March 19, 2024

Guide to SDXL Fine-Tuning with LoRA in Kohya-ss

Praveen

R&D @JarvisLabs.ai

Kohya_ss

Kohya_ss is a python library that is used to fine-tune Stable Diffusion models. In this blog we will use it's GUI to fine-tune the SDXL base 1.0 model to create an AI avatar of ourself.

Content

Dataset preparation
Parameters
Training
Inference
Wrap up

I am using the kohya_ss framework in jarvislabs.ai with RTX6000 ada 48GB as my GPU. You can use other GPUS with lower VRAM but you have to choose a lower training batch size, which results in extended training time.

Dataset Preparation

Dataset Preparation is one of the most crucial steps to achieve a good fine-tuned model.
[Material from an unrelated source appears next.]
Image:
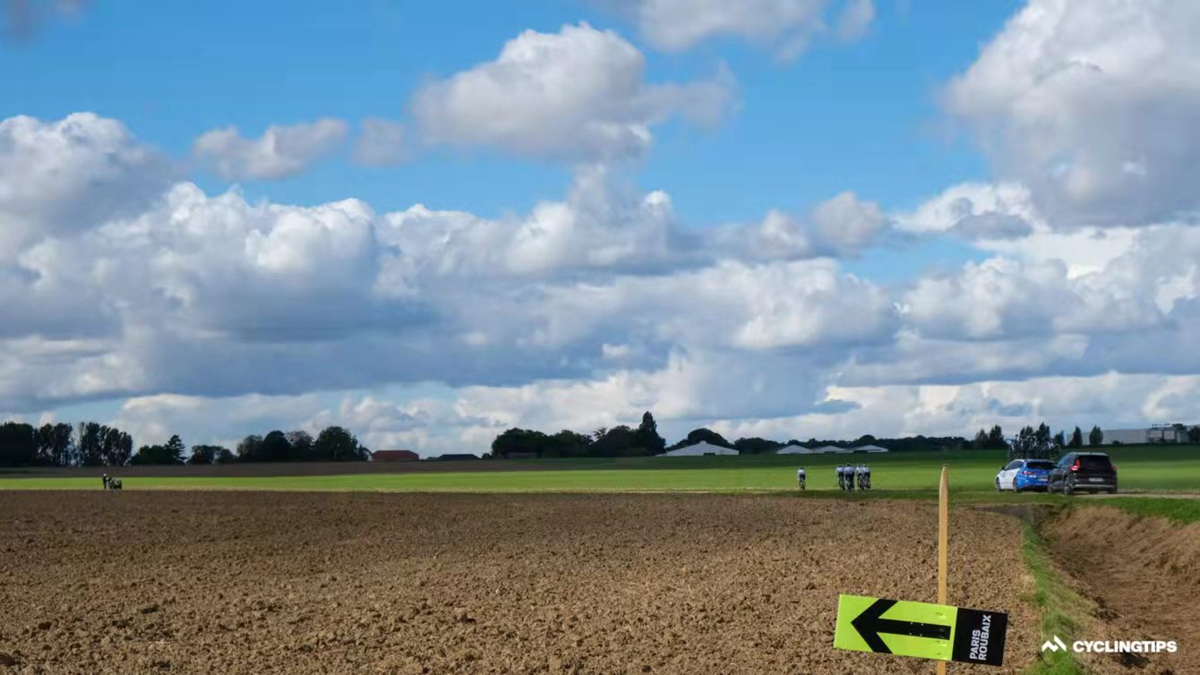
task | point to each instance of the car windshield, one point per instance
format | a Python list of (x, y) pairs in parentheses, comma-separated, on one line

For this tutorial I have used 10 1024x1024 images of a woman I generated in Fooocus and swapped faces with other photos. High quality photos usually give better results.


Examples from the dataset

You can also find high quality images of celebrities using google advanced image search.

Captioning

Captioning helps the model to understand more about the training dataset images. We can use the blip captioning tool available in kohya_ss to caption our image.

blipCaptioningTab

To caption the images just give the path to your training images directory and press the caption images button. I will talk about why I chose rihanna as my prefix in the upcoming section.

textImageFile

After captioning we will be left with a .txt file matching the name of each image file.


rihanna a woman with a green and black shirt and jeans

Dataset Format

datasetPreparationTab

Navigate to the dataset preparation tab as shown in the above image.

datasetDirecotries

Instance Prompt: This is the prompt that is used to identify your training images. You can use the name of a celebrity that looks similar to the person in our dataset yields better result. Here I used rihanna because she looks similar to the woman in our dataset.
Class prompt: This represents what class our training subject belongs to. In this case I am using the prompt "woman".
Repeats: Repeats indicates how many time each images is used per epoch. There is a relation between repeats, batch size, steps and epochs. You can check it out in this section.
For training images and regularization images you have to specify the path to the directory. Using regularization images prevents overfitting of the model. I am using 1000 1024x1024 images of woman that I found here github.
Click on Prepare training data to start the data preparation.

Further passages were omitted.